Future applications of 3D cell culture
While it is impossible to predict all future applications that will be developed using 3D cell culture in cancer research, there are several avenues which appear to have the most potential. As with 2D cell lines, carrying out in vitro genetic modification is relatively straightforward in organoids. Modifying specific genes in either normal or cancer organoids opens up many possibilities in the study of the mechanisms governing tumorigenesis, cancer progression, and treatment — especially when genetically-modified organoids are used to generate organoid xenografts. Genetic modification of organoids is greatly advantageous when GEMMs do not exist for a specific gene or establishing a new GEMM is outside the scope of a particular study.

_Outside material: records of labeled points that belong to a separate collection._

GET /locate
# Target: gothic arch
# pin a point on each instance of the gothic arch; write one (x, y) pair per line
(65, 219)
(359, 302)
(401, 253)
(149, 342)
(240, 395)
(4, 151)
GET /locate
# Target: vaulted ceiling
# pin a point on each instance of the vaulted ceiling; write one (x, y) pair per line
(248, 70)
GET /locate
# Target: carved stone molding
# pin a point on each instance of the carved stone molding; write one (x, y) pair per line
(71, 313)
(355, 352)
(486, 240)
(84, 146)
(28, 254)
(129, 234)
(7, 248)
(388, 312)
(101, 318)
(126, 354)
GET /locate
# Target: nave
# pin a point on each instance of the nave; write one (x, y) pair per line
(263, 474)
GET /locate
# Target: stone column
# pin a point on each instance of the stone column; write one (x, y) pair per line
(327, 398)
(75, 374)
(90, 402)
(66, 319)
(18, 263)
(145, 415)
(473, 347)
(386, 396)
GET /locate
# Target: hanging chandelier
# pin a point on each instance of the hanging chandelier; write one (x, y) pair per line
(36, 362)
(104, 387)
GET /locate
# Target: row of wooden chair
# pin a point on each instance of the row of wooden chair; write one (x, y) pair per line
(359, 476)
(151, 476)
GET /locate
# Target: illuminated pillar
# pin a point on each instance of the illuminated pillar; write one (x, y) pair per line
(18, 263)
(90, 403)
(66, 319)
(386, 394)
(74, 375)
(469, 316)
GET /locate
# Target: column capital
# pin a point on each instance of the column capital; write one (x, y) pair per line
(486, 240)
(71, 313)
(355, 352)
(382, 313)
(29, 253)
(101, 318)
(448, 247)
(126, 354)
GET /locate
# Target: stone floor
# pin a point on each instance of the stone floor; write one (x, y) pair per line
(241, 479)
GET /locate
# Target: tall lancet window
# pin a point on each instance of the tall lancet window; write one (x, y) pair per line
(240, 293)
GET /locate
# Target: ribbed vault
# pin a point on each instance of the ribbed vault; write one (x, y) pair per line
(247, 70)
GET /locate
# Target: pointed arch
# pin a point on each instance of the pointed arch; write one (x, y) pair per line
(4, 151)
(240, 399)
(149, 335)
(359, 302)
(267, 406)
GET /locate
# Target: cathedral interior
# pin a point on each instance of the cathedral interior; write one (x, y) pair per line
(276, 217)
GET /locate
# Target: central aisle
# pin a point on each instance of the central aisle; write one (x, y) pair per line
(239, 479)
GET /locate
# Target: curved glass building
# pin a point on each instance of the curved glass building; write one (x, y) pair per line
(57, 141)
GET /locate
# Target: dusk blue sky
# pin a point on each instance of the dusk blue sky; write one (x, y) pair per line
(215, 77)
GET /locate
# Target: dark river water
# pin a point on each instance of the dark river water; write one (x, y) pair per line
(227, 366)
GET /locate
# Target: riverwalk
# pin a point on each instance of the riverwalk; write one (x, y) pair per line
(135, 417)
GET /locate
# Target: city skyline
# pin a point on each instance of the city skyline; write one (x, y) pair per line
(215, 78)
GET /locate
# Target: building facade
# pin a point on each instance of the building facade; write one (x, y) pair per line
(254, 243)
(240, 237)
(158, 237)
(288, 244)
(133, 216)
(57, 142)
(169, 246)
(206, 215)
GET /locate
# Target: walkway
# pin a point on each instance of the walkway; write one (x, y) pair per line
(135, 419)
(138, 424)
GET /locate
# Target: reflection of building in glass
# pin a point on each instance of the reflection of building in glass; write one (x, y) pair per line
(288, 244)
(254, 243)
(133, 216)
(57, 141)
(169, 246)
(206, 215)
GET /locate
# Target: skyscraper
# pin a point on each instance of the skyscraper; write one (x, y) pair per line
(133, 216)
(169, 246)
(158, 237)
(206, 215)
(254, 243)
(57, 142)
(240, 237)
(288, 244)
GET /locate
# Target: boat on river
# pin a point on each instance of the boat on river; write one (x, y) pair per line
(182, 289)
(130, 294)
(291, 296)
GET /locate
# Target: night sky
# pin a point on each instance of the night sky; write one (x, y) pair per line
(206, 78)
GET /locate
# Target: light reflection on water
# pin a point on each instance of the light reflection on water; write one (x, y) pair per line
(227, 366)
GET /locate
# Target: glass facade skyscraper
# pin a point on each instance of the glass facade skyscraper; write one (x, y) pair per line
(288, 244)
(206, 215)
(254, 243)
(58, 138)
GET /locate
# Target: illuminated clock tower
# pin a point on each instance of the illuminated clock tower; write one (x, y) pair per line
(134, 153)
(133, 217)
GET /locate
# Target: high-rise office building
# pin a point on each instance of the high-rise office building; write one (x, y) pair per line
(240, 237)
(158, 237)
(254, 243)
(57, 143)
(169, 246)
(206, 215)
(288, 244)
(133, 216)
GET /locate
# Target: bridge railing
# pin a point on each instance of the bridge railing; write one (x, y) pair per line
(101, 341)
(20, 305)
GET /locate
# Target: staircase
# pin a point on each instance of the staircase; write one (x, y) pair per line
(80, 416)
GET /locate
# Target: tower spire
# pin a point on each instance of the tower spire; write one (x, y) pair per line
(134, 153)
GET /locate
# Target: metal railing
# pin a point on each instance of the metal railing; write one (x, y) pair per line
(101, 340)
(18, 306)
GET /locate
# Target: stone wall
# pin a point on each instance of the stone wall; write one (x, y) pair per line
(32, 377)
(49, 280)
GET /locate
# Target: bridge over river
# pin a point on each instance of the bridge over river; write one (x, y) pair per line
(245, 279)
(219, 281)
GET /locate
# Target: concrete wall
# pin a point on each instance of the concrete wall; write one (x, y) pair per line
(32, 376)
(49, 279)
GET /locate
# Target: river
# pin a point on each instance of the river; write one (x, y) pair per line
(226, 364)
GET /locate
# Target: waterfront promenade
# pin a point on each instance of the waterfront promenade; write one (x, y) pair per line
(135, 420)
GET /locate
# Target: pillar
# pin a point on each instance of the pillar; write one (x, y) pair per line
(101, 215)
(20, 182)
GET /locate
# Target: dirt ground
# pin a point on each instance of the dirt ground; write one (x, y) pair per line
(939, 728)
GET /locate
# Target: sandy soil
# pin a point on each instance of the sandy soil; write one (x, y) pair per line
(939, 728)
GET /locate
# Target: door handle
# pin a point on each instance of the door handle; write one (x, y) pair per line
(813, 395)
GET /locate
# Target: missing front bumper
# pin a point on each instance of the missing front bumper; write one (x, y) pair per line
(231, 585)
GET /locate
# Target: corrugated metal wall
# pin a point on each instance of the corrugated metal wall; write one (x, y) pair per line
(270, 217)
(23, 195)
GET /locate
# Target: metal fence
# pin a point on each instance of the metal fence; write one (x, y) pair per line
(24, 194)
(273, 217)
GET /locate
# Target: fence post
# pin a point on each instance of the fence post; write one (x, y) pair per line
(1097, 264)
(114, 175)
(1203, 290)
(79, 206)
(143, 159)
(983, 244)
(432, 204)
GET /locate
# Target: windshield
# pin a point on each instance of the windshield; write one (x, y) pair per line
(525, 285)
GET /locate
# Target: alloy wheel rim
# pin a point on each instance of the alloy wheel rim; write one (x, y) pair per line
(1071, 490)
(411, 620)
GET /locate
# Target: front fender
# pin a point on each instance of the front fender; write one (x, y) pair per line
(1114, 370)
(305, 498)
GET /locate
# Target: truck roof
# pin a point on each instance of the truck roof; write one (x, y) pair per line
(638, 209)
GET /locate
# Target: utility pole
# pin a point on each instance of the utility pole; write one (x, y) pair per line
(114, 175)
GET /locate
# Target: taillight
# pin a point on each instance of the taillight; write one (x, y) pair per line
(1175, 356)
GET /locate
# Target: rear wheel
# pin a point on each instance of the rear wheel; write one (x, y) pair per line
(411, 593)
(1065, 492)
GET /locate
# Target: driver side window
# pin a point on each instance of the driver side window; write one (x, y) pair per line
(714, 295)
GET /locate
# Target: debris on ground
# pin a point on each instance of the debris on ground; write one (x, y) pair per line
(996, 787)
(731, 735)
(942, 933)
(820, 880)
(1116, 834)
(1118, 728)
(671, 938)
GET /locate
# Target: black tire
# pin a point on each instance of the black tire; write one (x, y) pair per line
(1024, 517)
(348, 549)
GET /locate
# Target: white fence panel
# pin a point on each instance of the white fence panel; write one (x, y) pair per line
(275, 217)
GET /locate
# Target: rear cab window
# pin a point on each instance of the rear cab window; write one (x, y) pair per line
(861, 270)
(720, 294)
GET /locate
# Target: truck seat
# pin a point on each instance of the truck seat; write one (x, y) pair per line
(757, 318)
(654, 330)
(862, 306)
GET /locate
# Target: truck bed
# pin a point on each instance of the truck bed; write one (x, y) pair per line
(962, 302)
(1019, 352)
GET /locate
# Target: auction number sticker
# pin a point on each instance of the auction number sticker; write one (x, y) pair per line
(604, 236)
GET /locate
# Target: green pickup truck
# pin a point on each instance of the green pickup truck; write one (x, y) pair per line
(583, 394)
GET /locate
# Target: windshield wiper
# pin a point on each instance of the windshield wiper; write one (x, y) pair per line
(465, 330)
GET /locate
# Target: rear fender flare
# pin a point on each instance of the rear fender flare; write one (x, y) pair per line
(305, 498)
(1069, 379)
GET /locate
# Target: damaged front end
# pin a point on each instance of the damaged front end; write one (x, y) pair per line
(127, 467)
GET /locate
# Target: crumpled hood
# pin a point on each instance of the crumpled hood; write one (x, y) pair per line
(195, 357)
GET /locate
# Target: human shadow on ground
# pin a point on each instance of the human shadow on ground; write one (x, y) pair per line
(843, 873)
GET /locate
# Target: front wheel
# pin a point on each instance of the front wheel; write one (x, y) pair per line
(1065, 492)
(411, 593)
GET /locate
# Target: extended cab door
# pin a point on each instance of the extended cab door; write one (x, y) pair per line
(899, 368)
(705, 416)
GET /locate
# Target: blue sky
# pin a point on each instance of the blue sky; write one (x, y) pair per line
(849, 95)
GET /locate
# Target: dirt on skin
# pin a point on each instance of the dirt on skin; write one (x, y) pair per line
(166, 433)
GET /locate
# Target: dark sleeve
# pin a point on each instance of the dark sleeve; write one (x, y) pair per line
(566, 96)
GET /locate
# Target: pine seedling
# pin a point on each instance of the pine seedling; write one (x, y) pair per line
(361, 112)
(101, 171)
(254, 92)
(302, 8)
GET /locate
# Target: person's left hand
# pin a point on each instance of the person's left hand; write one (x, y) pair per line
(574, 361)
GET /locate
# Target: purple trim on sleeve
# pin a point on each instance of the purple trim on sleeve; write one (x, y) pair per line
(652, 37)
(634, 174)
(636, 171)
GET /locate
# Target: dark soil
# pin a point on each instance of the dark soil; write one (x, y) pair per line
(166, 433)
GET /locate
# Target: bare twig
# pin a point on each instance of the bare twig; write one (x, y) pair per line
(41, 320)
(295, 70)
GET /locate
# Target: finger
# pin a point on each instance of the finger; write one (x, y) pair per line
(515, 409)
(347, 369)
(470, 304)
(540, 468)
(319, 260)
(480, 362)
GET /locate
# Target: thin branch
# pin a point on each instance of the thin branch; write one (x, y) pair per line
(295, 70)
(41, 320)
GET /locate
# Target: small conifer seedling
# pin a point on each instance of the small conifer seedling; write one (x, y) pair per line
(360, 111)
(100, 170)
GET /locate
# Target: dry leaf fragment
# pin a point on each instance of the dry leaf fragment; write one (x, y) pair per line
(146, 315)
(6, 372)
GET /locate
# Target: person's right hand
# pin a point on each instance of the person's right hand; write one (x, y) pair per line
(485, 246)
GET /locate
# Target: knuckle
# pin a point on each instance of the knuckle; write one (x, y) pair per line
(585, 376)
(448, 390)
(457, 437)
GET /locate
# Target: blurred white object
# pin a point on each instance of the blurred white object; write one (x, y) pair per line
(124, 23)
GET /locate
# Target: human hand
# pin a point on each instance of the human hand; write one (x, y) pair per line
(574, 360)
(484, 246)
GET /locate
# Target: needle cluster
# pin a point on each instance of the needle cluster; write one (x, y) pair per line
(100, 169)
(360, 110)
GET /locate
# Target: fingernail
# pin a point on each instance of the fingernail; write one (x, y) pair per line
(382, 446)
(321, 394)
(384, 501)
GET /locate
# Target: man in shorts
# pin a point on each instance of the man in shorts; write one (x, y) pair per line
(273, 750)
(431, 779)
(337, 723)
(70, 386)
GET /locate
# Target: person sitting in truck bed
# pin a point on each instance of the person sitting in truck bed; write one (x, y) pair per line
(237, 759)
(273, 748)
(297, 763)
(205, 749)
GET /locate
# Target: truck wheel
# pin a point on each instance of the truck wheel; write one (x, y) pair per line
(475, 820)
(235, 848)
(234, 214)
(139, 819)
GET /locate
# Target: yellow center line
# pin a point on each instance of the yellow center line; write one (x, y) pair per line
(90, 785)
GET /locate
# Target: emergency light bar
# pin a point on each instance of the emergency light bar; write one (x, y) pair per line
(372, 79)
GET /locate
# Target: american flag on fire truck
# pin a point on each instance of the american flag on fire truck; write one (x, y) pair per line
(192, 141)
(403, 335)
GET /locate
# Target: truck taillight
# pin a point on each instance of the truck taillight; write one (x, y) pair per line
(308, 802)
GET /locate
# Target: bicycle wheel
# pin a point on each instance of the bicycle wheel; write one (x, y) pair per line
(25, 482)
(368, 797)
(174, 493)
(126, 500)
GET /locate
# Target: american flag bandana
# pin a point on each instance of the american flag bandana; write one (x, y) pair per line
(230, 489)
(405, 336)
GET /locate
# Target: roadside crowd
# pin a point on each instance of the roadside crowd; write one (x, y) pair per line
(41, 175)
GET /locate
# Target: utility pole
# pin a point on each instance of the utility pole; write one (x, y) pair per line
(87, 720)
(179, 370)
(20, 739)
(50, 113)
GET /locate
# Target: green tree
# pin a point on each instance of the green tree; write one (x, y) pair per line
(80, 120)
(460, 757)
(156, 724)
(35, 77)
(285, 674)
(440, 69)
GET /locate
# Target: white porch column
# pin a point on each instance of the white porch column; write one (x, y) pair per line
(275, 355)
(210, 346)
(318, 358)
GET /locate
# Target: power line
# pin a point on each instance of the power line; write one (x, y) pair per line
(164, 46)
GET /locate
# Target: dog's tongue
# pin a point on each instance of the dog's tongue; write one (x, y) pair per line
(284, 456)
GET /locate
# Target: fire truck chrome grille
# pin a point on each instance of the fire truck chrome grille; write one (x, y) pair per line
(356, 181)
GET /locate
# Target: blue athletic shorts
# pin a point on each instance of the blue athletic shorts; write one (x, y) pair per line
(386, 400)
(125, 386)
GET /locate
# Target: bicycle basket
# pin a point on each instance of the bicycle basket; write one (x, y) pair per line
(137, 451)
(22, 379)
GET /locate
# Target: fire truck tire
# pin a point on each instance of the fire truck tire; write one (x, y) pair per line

Cancer organoid culture also has many potential applications for clinical research. A library of relevant tumor subtypes within each organ system from both patients and animal models could be used to quickly assess efficacy of a new drug or new combination of existing drugs. As 3D cell culture becomes mainstream and increases in efficiency, generating patient-derived organoids for the purpose of personalized medicine has the potential to help tailor treatment for each cancer patient by testing all available drugs and combinations of drugs using his or her individual organoid line16.